In the two key scenes when Mattie and Ethan are alone together—outside the church after the dance and in the Frome house on the evening of Zeena’s absence—Wharton emphasizes that Mattie wears red. At the dance she wears a red scarf, and for the evening alone she puts a red ribbon in her hair. Red is the color of blood, ruddiness, good health, and vitality, all of which Mattie has in abundance, and all of which Zeena lacks. In the oppressive white landscape of Starkfield, red stands out, just as Mattie stands out in the oppressive landscape of Ethan’s life. Red is also the color of transgression and sin—the trademark color of the devil—especially in New England, where in Puritan times adulterers were forced to wear red A’s on their clothes (a punishment immortalized in Nathaniel Hawthorne’s The Scarlet Letter). Thus, Mattie’s scarlet adornments also symbolize her role as Ethan’s temptress toward moral transgression.

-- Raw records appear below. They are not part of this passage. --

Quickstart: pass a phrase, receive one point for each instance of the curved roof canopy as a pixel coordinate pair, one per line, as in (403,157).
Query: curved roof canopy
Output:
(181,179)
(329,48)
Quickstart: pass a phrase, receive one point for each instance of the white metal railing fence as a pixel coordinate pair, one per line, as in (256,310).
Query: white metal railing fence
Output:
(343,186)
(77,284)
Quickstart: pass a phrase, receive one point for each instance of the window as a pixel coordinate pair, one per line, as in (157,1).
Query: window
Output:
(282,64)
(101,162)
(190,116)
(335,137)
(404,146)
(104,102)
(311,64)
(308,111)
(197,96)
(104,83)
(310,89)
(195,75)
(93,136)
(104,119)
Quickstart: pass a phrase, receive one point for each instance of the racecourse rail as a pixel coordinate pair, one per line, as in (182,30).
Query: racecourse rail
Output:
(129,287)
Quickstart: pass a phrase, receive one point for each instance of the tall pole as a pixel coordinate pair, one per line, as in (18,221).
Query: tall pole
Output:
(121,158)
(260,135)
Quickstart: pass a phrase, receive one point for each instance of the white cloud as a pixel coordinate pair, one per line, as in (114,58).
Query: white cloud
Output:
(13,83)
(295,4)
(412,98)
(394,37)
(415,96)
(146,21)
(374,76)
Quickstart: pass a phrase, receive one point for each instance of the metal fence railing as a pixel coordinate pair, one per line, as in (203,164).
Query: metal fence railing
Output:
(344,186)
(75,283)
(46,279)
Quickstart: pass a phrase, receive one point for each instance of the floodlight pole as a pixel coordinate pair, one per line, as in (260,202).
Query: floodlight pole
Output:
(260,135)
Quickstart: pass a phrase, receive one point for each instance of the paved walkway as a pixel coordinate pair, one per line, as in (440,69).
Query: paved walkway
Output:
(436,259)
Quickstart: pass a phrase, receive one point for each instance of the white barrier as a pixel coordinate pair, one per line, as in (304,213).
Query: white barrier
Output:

During their meal alone, and the evening that follows, Ethan and Mattie share the house with the cat, which first breaks Zeena’s pickle dish and then seats itself in Zeena’s rocking chair. The animal serves as a symbol of Zeena’s tacit invisible presence in the house, as a force that comes between Mattie and Ethan, and reminds them of the wife’s existence. Meanwhile, the breaking of the dish, Zeena’s favorite wedding present, symbolizes the disintegration of the Frome marriage. Zeena’s anguish over the broken dish manifests her deeper anguish over her fractured relationship.
Normally, a sled rider forfeits a considerable amount of control and submits to the forces of gravity and friction but still maintains an ability to steer the sled; Ethan, however, forfeits this ability as well on the final sled run. His decision to coast in his final sled run symbolizes his inability to escape his dilemma through action of any kind. The decision parallels Ethan’s agreement to Mattie’s death wish, his conduct in his marriage, and his attitude toward life in general: unable to face the consequences of any decision, he lets external circumstances—other individuals, society, convention, financial constraints—make his decisions for him. Mattie’s death wish appears especially appealing to Ethan in that it entirely eliminates all consequences for both of them, forever. Just as the rider of a sled relinquishes control, so Ethan surrenders his destiny to the whims of Mattie and of fate.